Goldstein JL, Silverstein FE, Agrawal NM, Hubbard RC, Kaiser J, Maurath CJ, Verburg KM, Geis GS. · Section of Digestive and Liver Diseases, University of Illinois at Chicago, College of Medicine, 60612, USA. · Am J Gastroenterol. · Pubmed #10925968 No free full text.

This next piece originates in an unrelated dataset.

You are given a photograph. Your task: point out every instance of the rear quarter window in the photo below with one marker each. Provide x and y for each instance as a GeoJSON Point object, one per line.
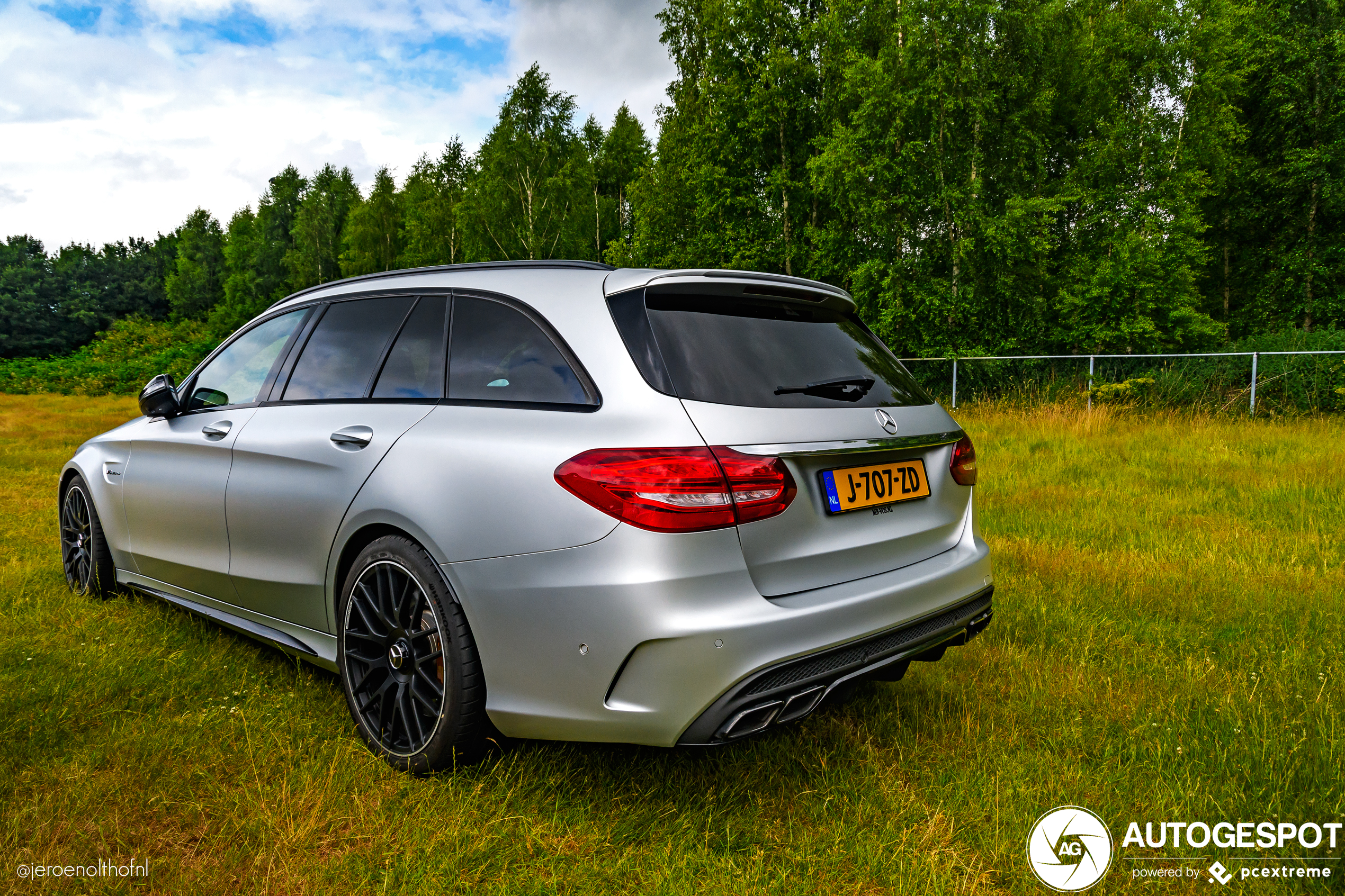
{"type": "Point", "coordinates": [497, 354]}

Abstract: OBJECTIVE: The aim of this study was to assess the rate of upper gastrointestinal (UGI) ulcer complications (bleeding, perforation, or gastric outlet obstruction) associated with celecoxib, a specific COX-2 inhibitor, compared with the rate associated with nonspecific, nonsteroidal anti-inflammatory drugs (NSAIDs). METHODS: A pooled analysis was conducted of 14 multicenter, double-blind, randomized, controlled trials (RCTs) and a separate analysis of one long-term open label trial that assessed the efficacy and safety of celecoxib for symptomatic treatment of arthritis. The RCTs enrolled 11,008 patients with osteoarthritis or rheumatoid arthritis treated for 2-24 wk; the long-term open label trial enrolled 5,155 patients receiving celecoxib for a maximum of 2 yr. In the RCTs, patients were randomly assigned to receive placebo (n = 1,864; 208 patient-years), celecoxib 25-400 mg b.i.d. (n = 6,376; 1,020 patient-years), or a comparator NSAID (n = 2,768; 535 patient-years); NSAIDs were naproxen 500 mg b.i.d., diclofenac 50 or 75 mg b.i.d., or ibuprofen 800 mg t.i.d.). In the long-term, open-label trial, patients received celecoxib 100-400 mg b.i.d. for up to 2 yr (n = 5,155; 5,002 patient-years). The principal outcome measure of this analysis was development of a UGI ulcer complication, which was prospectively defined as bleeding, perforation, or gastric outlet obstruction. Ulcer complications were assessed and adjudicated by persons blinded to the patient's treatment assignment or the study in which the patient participated. RESULTS: In the RCTs, UGI ulcer complications occurred in no placebo patients (0 of 1,864 patients), in 2 of 6,376 celecoxib patients (0.03%), and in 9 of 2,768 patients receiving an NSAID (0.33%), corresponding to annual incidences of 0.20% for celecoxib (p > 0.05 vs placebo) and 1.68% for NSAIDs (p = 0.002 vs celecoxib and placebo). In the long-term open-label trial, nine UGI ulcer complications occurred, for an incidence of 0.17% and an annualized incidence of 0.18%. CONCLUSIONS: The incidence of UGI ulcer complications associated with celecoxib was 8-fold lower than with nonspecific NSAIDs. The incidence of ulcer complications observed in celecoxib-treated patients was similar to that in patients receiving placebo in the RCTs, and to that in non-NSAID users reported in the literature.